There's another step between 0 and 1, where we do the 'field_of_this'
check.

> You have moved 1, 2, and 3 within the new namespace lookup algorithm,
> which becomes a no-op for the non-c++ case.  I was wondering if we
> could leave 1 through 5 in place, and have a c++ version for 1, 2, 3.
> Well, to be honest I was thinking that we could do

> 0.
> <cplus stuff> or <ada stuff> or <objc stuff> or....
> 1.
> 2.
> 3.
> 4.
> 5.

> instead of

> 0.
> |_______________
> |\       \      \
> | \       \      \
> 1. 1c++   1ada  1objc  .....fortran, pascal,....
> 2. 2c++   2ada  2objc
> 3. 3c++   3ada  3objc
> | /       /      /
> |/_______/______/
> 4.
> 5.

> But I see now that with each scope algorithm being basically
> language specific, we may not be able to do what I first intended.

Right.  I mean, I could write a C++-specific function that searches
all of the namespaces in scope other than the global namespace, in
which case it could fit right before step 1, but it wouldn't be
natural to do so.  And steps 1,2,3 are fairly intertwined.  For
example, steps 2 and 3 really should be thought of as a single step
"look up a global variable", where the symtab/psymtab issue is an
internal matter for the data structures to deal with.  And, in C++,
you can't separate out step 1 from steps 2/3: you have to do them all
for each namespace in scope, so you can't provide a hook for step 1
and another hook for steps 2/3.

So that's why I want to replace steps 1-3 as a whole on a per-language
basis: the breakdown of the algorithm in those steps depends on the
language involved (as well as on the particular data structures being
used).

> (even 1.2.3. are actually C specific, so we will probably end up w/o
> a default search algorithm, don't know)
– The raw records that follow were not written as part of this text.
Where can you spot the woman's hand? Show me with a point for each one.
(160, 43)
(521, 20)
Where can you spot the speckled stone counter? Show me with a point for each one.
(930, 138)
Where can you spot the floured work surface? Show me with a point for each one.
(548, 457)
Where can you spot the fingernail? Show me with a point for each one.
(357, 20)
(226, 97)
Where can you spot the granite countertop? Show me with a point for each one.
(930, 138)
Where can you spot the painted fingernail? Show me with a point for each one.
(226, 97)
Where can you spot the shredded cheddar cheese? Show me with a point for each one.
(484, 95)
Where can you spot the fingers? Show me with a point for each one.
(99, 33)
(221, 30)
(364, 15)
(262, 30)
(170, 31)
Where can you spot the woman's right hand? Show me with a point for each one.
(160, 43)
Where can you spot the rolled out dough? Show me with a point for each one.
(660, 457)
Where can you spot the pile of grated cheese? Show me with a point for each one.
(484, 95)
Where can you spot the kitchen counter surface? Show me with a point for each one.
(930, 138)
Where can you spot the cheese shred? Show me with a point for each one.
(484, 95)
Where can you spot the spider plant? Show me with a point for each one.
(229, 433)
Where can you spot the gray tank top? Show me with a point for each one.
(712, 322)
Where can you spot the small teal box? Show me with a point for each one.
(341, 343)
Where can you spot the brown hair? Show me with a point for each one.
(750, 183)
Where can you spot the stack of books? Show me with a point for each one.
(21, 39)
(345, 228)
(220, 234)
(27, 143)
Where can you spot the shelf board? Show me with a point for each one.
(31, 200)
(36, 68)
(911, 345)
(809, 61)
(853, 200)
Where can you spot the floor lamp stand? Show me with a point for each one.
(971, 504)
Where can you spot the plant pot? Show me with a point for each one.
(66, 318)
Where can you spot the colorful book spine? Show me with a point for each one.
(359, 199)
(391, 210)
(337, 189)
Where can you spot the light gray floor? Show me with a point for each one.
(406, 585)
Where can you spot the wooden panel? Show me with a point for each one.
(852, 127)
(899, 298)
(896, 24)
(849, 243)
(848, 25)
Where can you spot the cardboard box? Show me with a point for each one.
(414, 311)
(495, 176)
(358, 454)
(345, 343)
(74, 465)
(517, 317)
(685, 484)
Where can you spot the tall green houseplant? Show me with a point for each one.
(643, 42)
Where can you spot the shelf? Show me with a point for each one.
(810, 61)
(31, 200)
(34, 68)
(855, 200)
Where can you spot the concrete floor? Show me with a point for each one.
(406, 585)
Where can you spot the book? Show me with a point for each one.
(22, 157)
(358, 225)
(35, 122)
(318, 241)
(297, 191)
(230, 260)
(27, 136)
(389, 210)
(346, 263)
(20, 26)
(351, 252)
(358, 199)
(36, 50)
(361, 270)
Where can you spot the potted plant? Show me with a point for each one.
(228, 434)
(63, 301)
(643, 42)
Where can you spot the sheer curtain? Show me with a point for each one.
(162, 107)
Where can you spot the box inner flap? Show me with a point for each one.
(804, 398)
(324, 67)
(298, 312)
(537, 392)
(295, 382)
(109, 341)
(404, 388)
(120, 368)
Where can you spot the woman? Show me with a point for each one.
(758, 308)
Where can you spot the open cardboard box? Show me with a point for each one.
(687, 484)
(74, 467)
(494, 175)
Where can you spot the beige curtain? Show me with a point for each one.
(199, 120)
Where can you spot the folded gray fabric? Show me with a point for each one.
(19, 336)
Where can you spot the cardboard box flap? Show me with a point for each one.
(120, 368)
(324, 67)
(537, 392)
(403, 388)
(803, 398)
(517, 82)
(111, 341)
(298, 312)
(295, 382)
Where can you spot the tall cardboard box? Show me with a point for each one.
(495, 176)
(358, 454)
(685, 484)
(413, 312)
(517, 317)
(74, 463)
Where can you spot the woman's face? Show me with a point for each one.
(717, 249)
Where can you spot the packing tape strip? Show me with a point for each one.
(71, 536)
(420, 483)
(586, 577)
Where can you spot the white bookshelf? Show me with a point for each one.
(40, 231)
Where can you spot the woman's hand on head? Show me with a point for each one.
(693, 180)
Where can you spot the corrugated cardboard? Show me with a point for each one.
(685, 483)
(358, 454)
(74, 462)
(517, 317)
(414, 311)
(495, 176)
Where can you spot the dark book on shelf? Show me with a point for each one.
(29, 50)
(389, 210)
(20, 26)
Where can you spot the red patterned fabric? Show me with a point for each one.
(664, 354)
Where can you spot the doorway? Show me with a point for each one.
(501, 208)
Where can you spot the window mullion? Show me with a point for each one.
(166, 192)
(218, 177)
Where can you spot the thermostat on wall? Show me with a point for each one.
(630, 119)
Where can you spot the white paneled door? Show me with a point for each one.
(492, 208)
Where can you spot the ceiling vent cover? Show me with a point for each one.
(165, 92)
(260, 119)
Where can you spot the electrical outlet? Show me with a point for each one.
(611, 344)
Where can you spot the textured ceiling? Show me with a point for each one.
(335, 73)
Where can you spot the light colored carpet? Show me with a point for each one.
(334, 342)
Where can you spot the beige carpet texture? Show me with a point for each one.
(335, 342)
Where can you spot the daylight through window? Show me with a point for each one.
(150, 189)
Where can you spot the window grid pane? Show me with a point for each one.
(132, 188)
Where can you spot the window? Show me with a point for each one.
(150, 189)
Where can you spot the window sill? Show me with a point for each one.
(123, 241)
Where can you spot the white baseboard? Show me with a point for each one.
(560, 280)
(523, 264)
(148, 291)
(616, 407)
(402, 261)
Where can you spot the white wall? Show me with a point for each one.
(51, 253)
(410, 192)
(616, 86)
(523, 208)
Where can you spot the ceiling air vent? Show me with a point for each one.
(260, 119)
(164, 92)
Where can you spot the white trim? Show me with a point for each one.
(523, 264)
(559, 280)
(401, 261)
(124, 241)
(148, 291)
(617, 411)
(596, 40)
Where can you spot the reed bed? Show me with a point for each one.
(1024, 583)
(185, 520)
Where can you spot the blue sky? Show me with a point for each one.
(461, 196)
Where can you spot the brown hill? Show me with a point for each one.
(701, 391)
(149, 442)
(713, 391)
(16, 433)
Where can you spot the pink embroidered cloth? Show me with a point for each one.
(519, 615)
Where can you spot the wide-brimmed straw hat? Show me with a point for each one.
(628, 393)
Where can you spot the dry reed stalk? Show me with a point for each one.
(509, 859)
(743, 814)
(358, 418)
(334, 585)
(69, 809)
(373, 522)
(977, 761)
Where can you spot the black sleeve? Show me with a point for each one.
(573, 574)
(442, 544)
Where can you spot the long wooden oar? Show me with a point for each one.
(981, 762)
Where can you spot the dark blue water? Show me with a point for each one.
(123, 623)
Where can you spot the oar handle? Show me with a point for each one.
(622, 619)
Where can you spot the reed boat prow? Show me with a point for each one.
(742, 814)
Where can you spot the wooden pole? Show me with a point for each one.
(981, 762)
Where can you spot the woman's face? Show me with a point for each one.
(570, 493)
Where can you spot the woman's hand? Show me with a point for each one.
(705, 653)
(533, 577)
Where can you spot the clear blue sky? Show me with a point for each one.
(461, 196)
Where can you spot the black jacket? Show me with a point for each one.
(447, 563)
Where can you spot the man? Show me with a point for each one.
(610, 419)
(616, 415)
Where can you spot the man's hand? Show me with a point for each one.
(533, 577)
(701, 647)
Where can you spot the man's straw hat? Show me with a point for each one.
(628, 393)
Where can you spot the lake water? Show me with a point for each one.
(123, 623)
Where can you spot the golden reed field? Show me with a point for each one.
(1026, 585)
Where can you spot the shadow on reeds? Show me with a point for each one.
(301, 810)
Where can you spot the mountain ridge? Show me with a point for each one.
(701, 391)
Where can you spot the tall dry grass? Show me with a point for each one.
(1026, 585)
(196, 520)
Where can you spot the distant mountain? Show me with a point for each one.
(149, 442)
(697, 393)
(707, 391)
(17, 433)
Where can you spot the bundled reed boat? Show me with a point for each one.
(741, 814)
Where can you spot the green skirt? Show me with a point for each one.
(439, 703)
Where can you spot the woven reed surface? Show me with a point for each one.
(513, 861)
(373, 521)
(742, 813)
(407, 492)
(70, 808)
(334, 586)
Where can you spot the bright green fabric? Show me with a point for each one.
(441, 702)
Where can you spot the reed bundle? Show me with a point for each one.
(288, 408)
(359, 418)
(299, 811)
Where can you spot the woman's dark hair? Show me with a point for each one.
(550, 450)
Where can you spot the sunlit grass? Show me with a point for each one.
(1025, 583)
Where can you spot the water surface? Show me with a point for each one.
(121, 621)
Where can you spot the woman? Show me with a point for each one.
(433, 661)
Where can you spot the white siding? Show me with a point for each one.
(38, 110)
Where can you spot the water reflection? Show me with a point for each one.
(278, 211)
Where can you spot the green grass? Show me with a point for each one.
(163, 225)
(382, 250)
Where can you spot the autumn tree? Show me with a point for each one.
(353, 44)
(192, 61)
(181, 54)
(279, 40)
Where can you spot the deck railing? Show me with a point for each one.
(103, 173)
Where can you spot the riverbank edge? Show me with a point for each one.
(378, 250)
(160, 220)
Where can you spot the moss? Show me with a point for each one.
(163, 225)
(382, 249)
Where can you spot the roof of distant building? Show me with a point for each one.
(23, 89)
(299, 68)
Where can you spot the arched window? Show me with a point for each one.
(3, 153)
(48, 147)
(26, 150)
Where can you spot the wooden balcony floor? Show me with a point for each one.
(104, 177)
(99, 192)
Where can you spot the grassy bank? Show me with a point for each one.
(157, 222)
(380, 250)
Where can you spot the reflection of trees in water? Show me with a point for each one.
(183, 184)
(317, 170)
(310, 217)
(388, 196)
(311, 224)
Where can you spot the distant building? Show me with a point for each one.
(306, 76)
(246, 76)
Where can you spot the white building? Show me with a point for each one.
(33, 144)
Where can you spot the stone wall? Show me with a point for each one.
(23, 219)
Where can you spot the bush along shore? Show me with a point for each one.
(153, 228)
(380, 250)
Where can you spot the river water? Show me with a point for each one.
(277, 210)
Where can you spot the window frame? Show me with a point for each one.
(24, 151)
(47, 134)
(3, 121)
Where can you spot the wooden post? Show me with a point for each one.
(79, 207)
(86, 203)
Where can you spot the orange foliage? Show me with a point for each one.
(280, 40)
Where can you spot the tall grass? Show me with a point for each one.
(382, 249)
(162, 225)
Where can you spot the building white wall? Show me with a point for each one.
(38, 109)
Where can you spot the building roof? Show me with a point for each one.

I figure that that we can let the various fallback languages (unknown,
minimal, asm, whatever they're called) default to the C lookup
mechanism.

> Hmm, thinking out loud. What about 'set language blah'? Should this
> honor that?

Ah.  Right.  I hadn't looked at language.h too much when I sent my
last message, but now I see that GDB has a notion of the current
language.  So I guess we should use that instead of trying to get
information from the current block somehow?

>> If this sounds good, I'll get to work on it; it should be easy
>> enough to do, I think.  I have a pretty good idea of what functions
>> symtab.c will want to export to make life easier for other
>> languages.

> I think it's an ok plan. I think some Ada person should chime in as
> well to see if we can resolve the duplication of code in ada-lang.c,
> or at least understand what they need out of the symbol table.

Ada is weird, likes to do things its own way (it apparently handles
(de)mangled names in a completely different way from C++), and doesn't
even compile right now.  If some Ada person wants to speak up and talk
about what Ada needs for language lookup, that would be great, but
otherwise I'm not going to worry about it.